# Definición parámetros

In [6]:
# === IN-OUT-1 — Parametrización de Amount (Outbound Cash) ======================
# Regla (parte Amount): el umbral es un monto en CLP; aquí calculamos sus percentiles.
# Criterio sugerido: Amount = p90 de la distribución de montos OUT Cash.

import pandas as pd
import numpy as np

pd.set_option("display.float_format", lambda x: f"{x:,.0f}")

# -------- Parámetros editables --------
PATH = "../../data/tx_retail_whale.csv"      # <-- cambia a tu CSV
PCTS = [0.85, 0.90, 0.95, 0.97, 0.99]

# -------- Carga mínima --------
df = pd.read_csv(PATH, dtype={"customer_id":"string"}, encoding="utf-8-sig")
df["tx_base_amount"] = pd.to_numeric(df["tx_base_amount"], errors="coerce")
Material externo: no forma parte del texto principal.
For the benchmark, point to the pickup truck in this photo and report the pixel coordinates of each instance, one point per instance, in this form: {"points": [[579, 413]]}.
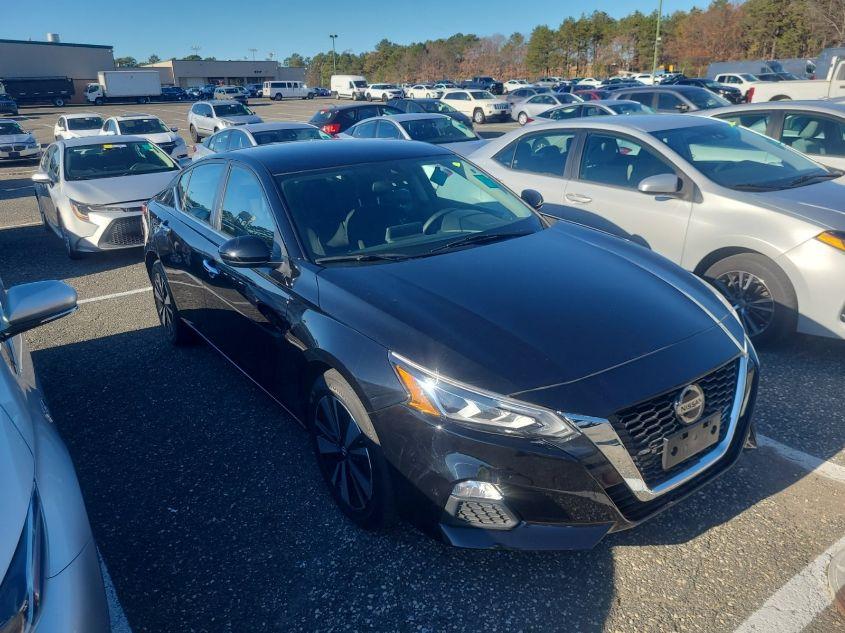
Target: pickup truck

# -------- Filtro: Outbound + Cash + montos positivos --------
mask = (
    df["tx_direction"].astype(str).str.title().eq("Outbound") &
    df["tx_type"].astype(str).str.title().eq("Cash") &
    df["tx_base_amount"].notna() &
    (df["tx_base_amount"] > 0)
)
g = df.loc[mask, ["tx_base_amount"]].copy()

if g.empty:
    print("No hay transacciones OUT Cash con monto positivo para parametrizar Amount.")
else:
    s = g["tx_base_amount"].astype(float)
    q = s.quantile(PCTS)

    out = pd.DataFrame({
        "percentil": [f"p{int(p*100)}" for p in PCTS],
        "Amount_CLP": [q.get(p, np.nan) for p in PCTS]
    })

    # Sugerencia según tu práctica: p90
    amount_recommended = int(round(q.get(0.90, np.nan))) if not np.isnan(q.get(0.90, np.nan)) else np.nan

    print("=== IN-OUT-1 — Percentiles de Amount (CLP) para OUT Cash ===")
    print(f"Transacciones consideradas: {len(s):,}\n")
    display(out)

    print(f"\nAmount recomendado (p90): {amount_recommended:,.0f} CLP")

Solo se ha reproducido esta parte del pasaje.